当時漠然と「30名前後の中編成の〈吹奏楽〉を、〈ウインドアンサンブル〉として再定義しうるレパートリーを作りたい」と考えていました。集合体としての〈吹奏楽〉ではなく、自発的に音楽を奏でる〈個〉の調和としての〈ウインドアンサンブル〉を、優れた作品を作り出すことで内側から刷新すること。アマチュアの私たちには大き過ぎる目標ですが、アマチュアだからこそ出来る音楽との関わり方、そしてそれがなにより自分たちの求める音楽との関わり方でもありました。

時が経ち現在、教育に携わる友人たちから、少子化の影響で部活動を維持することが難しくなっている、特に吹奏楽部は以前のような50人規模(一般に吹奏楽コンクールでは「Aクラス」と言われます)の編成を取ることができず、かといって30人規模の編成の作品は探すのが難しい(量・質ともに十分ではない)という話を聞くようになりました。私たちの委嘱新作の夢は、あくまでも個人の趣味嗜好を越え、時代の要請でもあると感じています。

 

今回は、シリアス・コンテンポラリー気鋭の作曲家、木下正道氏に依頼し、快諾をいただきました。木下氏の紹介はプロフィールに譲りますが、実は私は、歴史ある「武満徹作曲賞」で1度だけの「選外佳作」に氏が選出された、2001年度の東京オペラシティ・コンポージアムの聴衆の一人でした。尋常ではない木下作品の熱量は、他の本受賞作品を全く記憶できないほどのインパクトがありました。氏の音楽に向かう峻厳かつ純粋な眼差しは、そのまま作品にも顕れています(演奏も限界を越える難しさですが、非常に音楽的であり、それがいわゆる「ゲンダイオンガク」とは一線を画す存在であると感じます)。本日演奏する2作品は、氏による初のウインドアンサンブル作品となります。

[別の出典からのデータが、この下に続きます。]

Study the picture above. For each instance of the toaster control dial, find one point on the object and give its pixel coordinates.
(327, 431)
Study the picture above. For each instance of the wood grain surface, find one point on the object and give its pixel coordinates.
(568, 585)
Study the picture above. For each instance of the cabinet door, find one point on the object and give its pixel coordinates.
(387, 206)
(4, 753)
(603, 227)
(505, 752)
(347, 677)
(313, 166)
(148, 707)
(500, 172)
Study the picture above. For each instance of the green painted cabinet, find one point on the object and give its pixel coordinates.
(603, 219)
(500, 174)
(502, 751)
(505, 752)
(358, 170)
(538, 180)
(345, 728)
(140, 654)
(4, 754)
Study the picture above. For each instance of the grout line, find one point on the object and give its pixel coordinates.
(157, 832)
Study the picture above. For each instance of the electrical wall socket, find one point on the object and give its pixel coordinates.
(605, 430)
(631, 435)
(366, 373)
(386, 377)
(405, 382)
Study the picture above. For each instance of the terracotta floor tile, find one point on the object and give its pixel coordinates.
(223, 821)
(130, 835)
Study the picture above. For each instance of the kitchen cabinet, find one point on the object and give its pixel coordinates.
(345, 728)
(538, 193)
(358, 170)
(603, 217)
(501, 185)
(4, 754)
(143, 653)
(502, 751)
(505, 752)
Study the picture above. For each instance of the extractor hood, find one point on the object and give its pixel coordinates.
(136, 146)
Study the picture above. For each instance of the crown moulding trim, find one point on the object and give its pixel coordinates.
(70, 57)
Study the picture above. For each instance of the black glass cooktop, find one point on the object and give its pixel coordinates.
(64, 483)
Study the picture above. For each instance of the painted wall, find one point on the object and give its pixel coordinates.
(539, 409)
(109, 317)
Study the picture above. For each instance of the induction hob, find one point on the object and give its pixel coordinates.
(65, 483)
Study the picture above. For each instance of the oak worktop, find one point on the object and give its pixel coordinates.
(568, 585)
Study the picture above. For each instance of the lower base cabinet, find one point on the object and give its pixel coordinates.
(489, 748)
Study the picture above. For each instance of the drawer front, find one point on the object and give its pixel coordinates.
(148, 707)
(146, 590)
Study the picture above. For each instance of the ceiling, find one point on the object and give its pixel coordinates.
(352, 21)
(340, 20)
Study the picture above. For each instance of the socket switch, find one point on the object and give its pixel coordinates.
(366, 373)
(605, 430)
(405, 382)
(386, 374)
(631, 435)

作品制作にあたり私たちは、「時代とともに求められる音楽の形質」があり、「時代を超えてなお輝きを放つ音楽の本質」があると考えました。故に今回は、「バッハとシューマンの古典的傑作をウインドアンサンブルのフォーマットで再創造する」という、作曲家にとって非常にハードルの高い内容にて委嘱。木下氏には、古典の大作曲家の作品の内側に入り込みその世界を「生き直す」ことで、音楽そのものを21世紀の息吹とともに再作曲する試みを見事な形でご提示いただきました。『古典と現代の作曲家、聴き手と奏者をつなぐ』というコンセプトを氏と相談してから15ヶ月、本日はアンサンブル_ツクバの再出発とともにその産声(むしろ咆哮に近い)を上げられることを心より嬉しく思っております。

なお、このような取り組みには批判もつきものではあります。木下氏にはそのことも諒解の上でお引き受けいただき、かつ批判の荒波を乗り越える強靭かつ繊細な作品をご提供いただいたことを、この場を借りて改めて感謝申し上げます。

昨今初演のみで忘れられてしまう作品(と委嘱)も多くありますが、私たちは今回の委嘱2作品を、これからも再演を重ね、その中で磨き、自分たちの中に落とし込んでいきます。その過程も含めて旅の始まりとしての本日を、拙い演奏ではありますが是非お付き合いいただければ幸いです。

 

さて、ここまで挨拶文をしたためるにあたり、私たちのテーマである〈ウインドアンサンブルのレパートリーの創造〉〈委嘱新作初演〉〈古典作品を生き直す試み〉をご紹介させていただきました。けれども、私たちアマチュアの演奏者が「どうして音楽をしたいのか」という問いかけには、そういったステートメントだけでは十分ではありません。

結局のところ音楽には、私たちがどんなに困難があるとわかっていても抗えない魔力、希求せざるを得ない魅力があるのでしょう。少なくとも私たちアンサンブル_ツクバはそうです。そして何よりも「音楽は一人ではできない」ということ。管楽器奏者にとって、和音はひとりでは決して奏でられません。『アインシュテュルツェンデ・ゴルトベルク』で随所に挿し込まれる5度、3度といった非常にシンプルな和音の響きに、私たちは仲間とともに、音楽の歓びと生への全肯定を感じるのです。

今回のプロジェクトで、長年の仲間との再会や新しい仲間との出会いがありました。 願わくば本日ご来場いただいた皆様にも、この時間を共有する仲間であっていただけますことを。